At any given time of the day, more than 600,000 motorists use their cellphones while behind the wheel, according to the National Highway Traffic Safety Administration. As a result, 2,841 people lost their lives and 400,000 were injured in serious car accidents caused by distracted drivers in 2018. In order to minimize the risk of accidents caused by driver distraction, many states, including California, issued laws prohibiting drivers from using hand-held cellphones. 

While some drivers continue to use hand-held cellphones despite the ban, others use hands-free cellphones to stay in compliance with the law. Yet, studies show that even hands-free cellphones cause a significant amount of cognitive distraction, which can lead to accidents as well. 
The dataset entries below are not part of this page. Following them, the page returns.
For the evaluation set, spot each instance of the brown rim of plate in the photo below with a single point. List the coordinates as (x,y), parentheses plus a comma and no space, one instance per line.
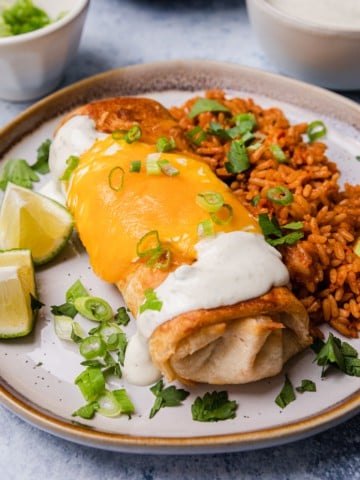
(187,75)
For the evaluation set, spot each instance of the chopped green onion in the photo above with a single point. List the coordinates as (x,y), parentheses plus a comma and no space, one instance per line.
(148,244)
(116,178)
(77,333)
(210,201)
(87,411)
(76,290)
(91,383)
(151,301)
(207,105)
(93,308)
(223,221)
(278,153)
(133,134)
(126,405)
(152,166)
(196,135)
(18,171)
(238,158)
(357,247)
(108,405)
(164,144)
(205,229)
(245,121)
(167,168)
(160,259)
(316,130)
(92,347)
(135,166)
(72,162)
(122,317)
(110,333)
(63,326)
(118,134)
(279,195)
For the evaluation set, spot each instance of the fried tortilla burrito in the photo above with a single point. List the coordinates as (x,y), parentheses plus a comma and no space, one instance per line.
(210,296)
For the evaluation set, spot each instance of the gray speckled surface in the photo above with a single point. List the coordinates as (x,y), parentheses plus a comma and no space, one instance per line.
(126,32)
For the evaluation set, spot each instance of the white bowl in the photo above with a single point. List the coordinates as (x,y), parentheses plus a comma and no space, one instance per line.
(32,64)
(325,55)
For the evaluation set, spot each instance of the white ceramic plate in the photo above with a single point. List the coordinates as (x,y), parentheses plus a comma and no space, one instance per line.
(37,372)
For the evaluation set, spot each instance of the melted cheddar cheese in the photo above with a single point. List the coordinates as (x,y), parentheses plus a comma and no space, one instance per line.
(111,223)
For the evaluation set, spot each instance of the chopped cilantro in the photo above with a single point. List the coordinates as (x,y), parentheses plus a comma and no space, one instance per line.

The Centers for Disease Control and Prevention lists three major types of driver distraction, including the following: 

  • Manual distractions occur when drivers take their hands off the steering wheel 
  • Visual distractions occur when drivers remove their eyes from the road 
  • Cognitive distractions occur when drivers remove their concentration from the road 

Using hand-held cellphones to text, compose emails, update social media statuses or take selfies, incorporates all three types of distractions. Engaging in these tasks is extremely dangerous as drivers take their eyes off the road, hands off the steering wheel and focus off the task at hand. The CDC reports that at least nine people die and 1,000 are injured every day in motor vehicle accidents caused by distracted drivers. 

It is critical that drivers avoid all distractions and focus solely on the road while behind the wheel. Not only does this include putting down their cellphones, but also avoid tasks, such as manipulating the navigation system, turning radio stations, engaging with passengers in the car and eating while driving.